I may be getting too personal in making an example, but I think this illustrates somewhat... I am easy to define as "overprotective" when it comes to my kids. I see and simulate danger and just enter a higher state of situational awareness (which I already torture myself with more than I think is normal). I consider them a "problem" or a factor in the ongoing threat matrix I must navigate, which feels like I treat them like one would their wallet getting lost or whatever. I switch off conversation, etc., and remove interest in casual behavior. I realize I objectify them and people this way. I know I sound a little ...callous? I am interested only in goals being reached and they just become that part of an equation I am working out to solve. Free will and emotion are interference. I have trouble understanding those that can't shut off emotional response when prudent. I sometimes just think kids are demented creatures which need only survive to adulthood, and then we can talk. Till then, there is no reason to talk beyond certain things since they just dont and cant understand.
Well yeah, it's not like you inhale someone who is turned on and go "Damn dat smells sexay", it's a passive response that is associative at best for recognition.

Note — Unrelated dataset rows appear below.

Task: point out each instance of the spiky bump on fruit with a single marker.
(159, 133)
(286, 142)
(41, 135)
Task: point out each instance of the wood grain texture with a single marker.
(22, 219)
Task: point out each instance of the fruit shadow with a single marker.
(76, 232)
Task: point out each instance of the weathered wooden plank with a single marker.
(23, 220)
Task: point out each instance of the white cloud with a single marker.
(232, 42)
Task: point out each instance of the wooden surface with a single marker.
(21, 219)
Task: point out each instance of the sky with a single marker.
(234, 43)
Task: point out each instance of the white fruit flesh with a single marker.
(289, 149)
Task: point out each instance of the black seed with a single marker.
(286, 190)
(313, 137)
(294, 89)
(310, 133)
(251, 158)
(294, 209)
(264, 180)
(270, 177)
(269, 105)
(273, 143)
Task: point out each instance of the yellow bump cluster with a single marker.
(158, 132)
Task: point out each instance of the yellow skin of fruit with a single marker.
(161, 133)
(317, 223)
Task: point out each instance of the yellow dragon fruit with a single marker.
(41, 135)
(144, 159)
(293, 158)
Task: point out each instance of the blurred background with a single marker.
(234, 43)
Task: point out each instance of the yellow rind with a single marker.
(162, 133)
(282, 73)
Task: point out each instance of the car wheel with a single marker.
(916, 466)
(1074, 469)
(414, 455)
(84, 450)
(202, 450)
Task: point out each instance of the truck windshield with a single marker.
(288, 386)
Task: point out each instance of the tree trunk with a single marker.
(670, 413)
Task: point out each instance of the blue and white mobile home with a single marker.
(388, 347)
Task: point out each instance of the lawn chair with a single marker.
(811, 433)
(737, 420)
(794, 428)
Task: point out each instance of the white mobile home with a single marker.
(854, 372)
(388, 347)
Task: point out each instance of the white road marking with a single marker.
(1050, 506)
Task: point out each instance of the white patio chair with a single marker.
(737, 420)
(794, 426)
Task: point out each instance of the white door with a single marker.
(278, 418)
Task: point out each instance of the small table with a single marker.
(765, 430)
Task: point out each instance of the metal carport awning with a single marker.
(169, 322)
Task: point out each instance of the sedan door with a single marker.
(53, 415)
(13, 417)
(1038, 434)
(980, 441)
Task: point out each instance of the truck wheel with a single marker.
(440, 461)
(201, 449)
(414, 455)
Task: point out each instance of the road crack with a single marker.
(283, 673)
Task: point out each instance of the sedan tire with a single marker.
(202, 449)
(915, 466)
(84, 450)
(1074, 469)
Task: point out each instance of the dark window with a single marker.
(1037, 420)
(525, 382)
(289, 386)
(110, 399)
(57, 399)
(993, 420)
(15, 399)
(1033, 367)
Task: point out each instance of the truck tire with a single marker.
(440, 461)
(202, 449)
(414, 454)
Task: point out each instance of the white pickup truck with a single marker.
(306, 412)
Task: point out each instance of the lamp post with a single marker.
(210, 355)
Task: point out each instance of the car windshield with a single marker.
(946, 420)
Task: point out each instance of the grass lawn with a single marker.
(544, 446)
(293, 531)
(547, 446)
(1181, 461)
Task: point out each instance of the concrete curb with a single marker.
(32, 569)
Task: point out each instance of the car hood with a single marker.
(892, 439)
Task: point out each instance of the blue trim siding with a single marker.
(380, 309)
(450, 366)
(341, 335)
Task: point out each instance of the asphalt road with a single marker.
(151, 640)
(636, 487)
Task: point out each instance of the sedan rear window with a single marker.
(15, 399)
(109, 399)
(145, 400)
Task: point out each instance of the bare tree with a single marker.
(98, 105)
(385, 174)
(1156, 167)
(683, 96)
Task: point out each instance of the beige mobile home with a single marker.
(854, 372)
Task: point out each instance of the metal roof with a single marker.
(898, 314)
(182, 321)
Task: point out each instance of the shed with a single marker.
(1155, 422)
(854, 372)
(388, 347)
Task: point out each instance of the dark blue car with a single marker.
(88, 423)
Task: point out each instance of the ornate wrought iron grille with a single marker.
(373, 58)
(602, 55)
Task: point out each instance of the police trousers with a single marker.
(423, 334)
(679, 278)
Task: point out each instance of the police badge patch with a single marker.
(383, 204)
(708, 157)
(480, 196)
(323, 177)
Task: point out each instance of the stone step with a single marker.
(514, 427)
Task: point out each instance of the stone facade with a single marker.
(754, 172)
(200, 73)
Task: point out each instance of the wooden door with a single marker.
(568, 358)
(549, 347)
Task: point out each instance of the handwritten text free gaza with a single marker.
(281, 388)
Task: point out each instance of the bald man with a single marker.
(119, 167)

If anything, it's the sort of thing you notice by studying yourself as opposed to them.
I only bring up that point as an old friend had a reduced sense of smell from a semi-experimental nasal stimulant to fight allergies. He was less allergic, but he couldn't smell things too well, such as if milk had gone bad or the aroma of something being cooked. He also never got the hint when someone was flirting with him or other social cues.
Coorelation does not mean causation, but it has always left me curious about how one's sense of smell might affect how victim they are to other people's feelings, at least in a minorly connected fashion.
Coorelation does not mean causation, but it has always left me curious about how one's sense of smell might affect how victim they are to other people's feelings, at least in a minorly connected fashion.
Whoa! That's a really cool idea actually. Do feelings give off subliminal smells? It makes sense in a lot of ways.
It is odd how it seems we forget we are animals. Instincts, subliminal action/reaction, unknown sensory effects... At least, it seems to confound the layer of consciousness we chatter to ourselves with that asks "why do I do this?" We all know but we don't? We also have a magnetic sense, usually attributed to the migrating birds. Plenty of examples of how zapping brains makes drastic subjective switches.